Historic church in Wisconsin, United States

The George Bray Neighborhood Center, formerly the United Laymen Bible Student Tabernacle or Union Tabernacle, is located at 924 Center Street in the School Section neighborhood of Racine, Wisconsin. It was built in 1927, designed by architect J. Mandor Matson, and added to the National Register of Historic Places in 1983.

Starting in 1924, members of various evangelical churches in Racine joined for inter-church Bible studies. They called themselves the Racine Laymen's Bible Union, and they took turns meeting in different churches. In 1925 they bought a lot for their own building. They hired an architect, and on May 15, 1927, the new building was "dedicated to the promotion of... Bible teaching and Gospel preaching, with earnest advocacy and generous support of the world-wide mission."

The building is a red brick auditorium with a 2-story brick facade. The facade is trimmed with two ranks of pilasters topped with finials. Above them all is a large tympanum, an arch filled with concentric arches of brick. It was designed by J. Mandor Matson, a Norwegian immigrant who practiced in Racine. The style is classed as Art Deco, but the United Laymen probably saw the Trinity in the three circles within the large circle, and they probably saw candles in the pilasters topped with finials, perhaps representing their mission to be a light to the world.

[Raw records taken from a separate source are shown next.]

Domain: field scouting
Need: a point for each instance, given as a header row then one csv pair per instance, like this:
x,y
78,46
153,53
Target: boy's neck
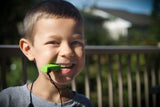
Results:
x,y
44,89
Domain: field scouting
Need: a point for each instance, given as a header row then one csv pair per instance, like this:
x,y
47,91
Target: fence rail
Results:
x,y
144,91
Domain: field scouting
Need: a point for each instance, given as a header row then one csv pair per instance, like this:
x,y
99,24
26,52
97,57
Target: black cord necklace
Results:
x,y
31,103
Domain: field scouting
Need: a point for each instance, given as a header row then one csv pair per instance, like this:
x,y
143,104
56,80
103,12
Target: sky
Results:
x,y
134,6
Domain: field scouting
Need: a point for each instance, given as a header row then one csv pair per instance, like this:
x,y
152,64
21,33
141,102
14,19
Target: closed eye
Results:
x,y
77,43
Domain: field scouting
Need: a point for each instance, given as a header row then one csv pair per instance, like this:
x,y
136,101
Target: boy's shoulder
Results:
x,y
12,94
13,90
81,99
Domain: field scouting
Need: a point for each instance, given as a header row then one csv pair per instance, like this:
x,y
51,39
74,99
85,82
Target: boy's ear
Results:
x,y
25,47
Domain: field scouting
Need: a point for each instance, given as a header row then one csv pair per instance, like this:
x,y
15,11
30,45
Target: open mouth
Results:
x,y
67,66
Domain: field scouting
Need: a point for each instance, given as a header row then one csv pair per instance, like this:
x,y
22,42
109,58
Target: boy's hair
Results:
x,y
47,9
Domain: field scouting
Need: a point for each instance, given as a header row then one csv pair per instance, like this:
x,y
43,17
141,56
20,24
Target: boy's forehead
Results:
x,y
78,26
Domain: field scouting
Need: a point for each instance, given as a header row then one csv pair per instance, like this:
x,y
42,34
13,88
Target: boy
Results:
x,y
53,35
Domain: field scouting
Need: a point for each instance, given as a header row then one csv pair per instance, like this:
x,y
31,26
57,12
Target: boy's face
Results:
x,y
59,41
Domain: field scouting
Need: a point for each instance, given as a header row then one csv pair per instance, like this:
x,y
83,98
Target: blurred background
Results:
x,y
107,23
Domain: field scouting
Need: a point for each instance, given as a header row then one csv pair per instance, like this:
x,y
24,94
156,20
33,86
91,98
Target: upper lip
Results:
x,y
66,64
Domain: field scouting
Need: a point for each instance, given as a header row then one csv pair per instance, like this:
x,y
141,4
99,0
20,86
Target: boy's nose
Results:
x,y
66,51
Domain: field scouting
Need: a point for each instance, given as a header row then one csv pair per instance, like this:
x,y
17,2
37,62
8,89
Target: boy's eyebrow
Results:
x,y
78,36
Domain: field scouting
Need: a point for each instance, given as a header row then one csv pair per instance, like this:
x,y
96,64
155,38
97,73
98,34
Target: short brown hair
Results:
x,y
46,9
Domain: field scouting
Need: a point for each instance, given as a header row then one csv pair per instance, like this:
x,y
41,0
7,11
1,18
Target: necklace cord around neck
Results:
x,y
51,80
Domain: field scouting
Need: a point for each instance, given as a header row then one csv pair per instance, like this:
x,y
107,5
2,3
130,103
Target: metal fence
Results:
x,y
125,75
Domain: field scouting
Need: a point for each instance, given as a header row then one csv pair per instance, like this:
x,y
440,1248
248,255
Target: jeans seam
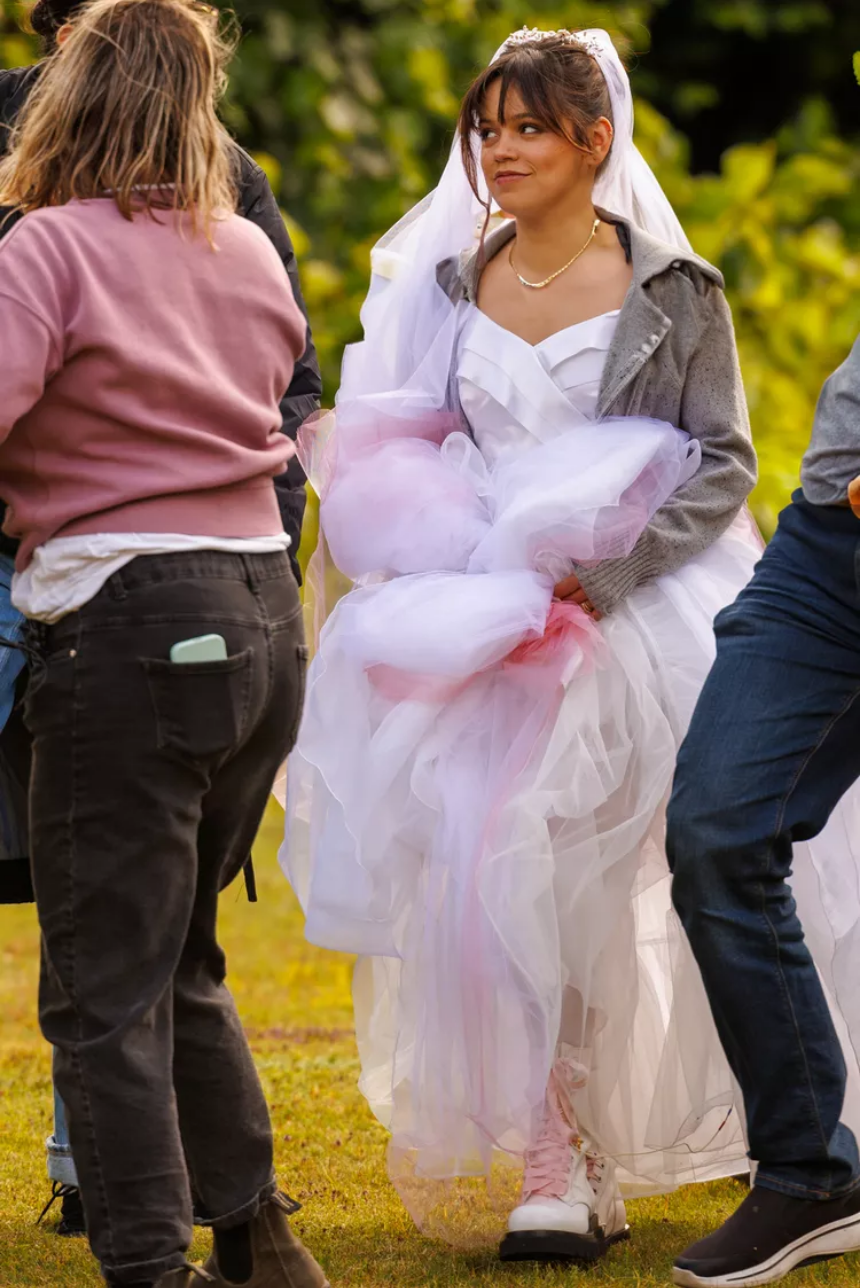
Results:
x,y
779,824
72,868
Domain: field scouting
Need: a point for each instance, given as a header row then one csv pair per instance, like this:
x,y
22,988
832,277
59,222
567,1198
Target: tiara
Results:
x,y
534,36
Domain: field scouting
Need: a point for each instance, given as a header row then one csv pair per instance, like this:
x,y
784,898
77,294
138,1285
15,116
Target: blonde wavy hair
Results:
x,y
126,107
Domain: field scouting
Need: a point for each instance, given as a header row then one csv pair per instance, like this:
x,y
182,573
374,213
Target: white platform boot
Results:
x,y
572,1208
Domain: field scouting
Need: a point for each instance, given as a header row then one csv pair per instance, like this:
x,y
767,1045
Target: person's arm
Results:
x,y
713,411
301,399
31,354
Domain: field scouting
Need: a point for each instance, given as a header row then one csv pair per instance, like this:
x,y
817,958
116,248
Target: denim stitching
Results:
x,y
780,819
72,870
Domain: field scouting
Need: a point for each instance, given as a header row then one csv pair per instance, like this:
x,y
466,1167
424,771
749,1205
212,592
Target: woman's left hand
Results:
x,y
854,496
572,593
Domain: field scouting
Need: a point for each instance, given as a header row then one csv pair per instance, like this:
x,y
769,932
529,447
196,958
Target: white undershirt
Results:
x,y
67,572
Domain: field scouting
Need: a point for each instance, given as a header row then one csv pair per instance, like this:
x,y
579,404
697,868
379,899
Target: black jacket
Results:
x,y
256,202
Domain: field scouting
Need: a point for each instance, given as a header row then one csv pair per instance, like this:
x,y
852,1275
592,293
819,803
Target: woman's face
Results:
x,y
527,166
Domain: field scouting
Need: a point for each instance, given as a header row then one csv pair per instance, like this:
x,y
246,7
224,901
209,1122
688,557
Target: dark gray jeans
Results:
x,y
149,782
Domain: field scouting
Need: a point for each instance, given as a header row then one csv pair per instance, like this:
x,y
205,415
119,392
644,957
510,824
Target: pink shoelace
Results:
x,y
547,1161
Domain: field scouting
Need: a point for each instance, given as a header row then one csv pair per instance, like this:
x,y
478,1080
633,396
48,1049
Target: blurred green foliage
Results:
x,y
350,106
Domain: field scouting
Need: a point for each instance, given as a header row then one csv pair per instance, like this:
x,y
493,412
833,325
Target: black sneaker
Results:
x,y
769,1235
71,1222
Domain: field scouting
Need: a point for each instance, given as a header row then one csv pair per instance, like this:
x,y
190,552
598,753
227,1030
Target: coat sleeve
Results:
x,y
258,204
713,411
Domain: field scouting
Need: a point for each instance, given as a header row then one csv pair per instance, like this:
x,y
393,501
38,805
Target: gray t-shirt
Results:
x,y
833,456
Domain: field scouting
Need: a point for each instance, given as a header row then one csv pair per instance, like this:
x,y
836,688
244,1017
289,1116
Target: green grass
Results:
x,y
331,1154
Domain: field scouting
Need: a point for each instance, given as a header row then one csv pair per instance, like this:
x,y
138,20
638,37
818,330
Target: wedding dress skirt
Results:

The Racine Bible Church occupied the building until 1961 or 1962. It housed the local Boy Scouts from 1965 to 1969. The Franklin Neighborhood Association, a community center organization, moved into the building in 1969. The community center was named for George Bray, then-retiring head of the center, city alderman, and founder of the Racine NAACP chapter, in 1980. The center lost state funding in 2015, and a lack of funds forced it to close in September 2016. It reopened on February 23, 2017, as a branch of the Racine Family YMCA, in a ceremony that featured Racine native and NBA player Caron Butler.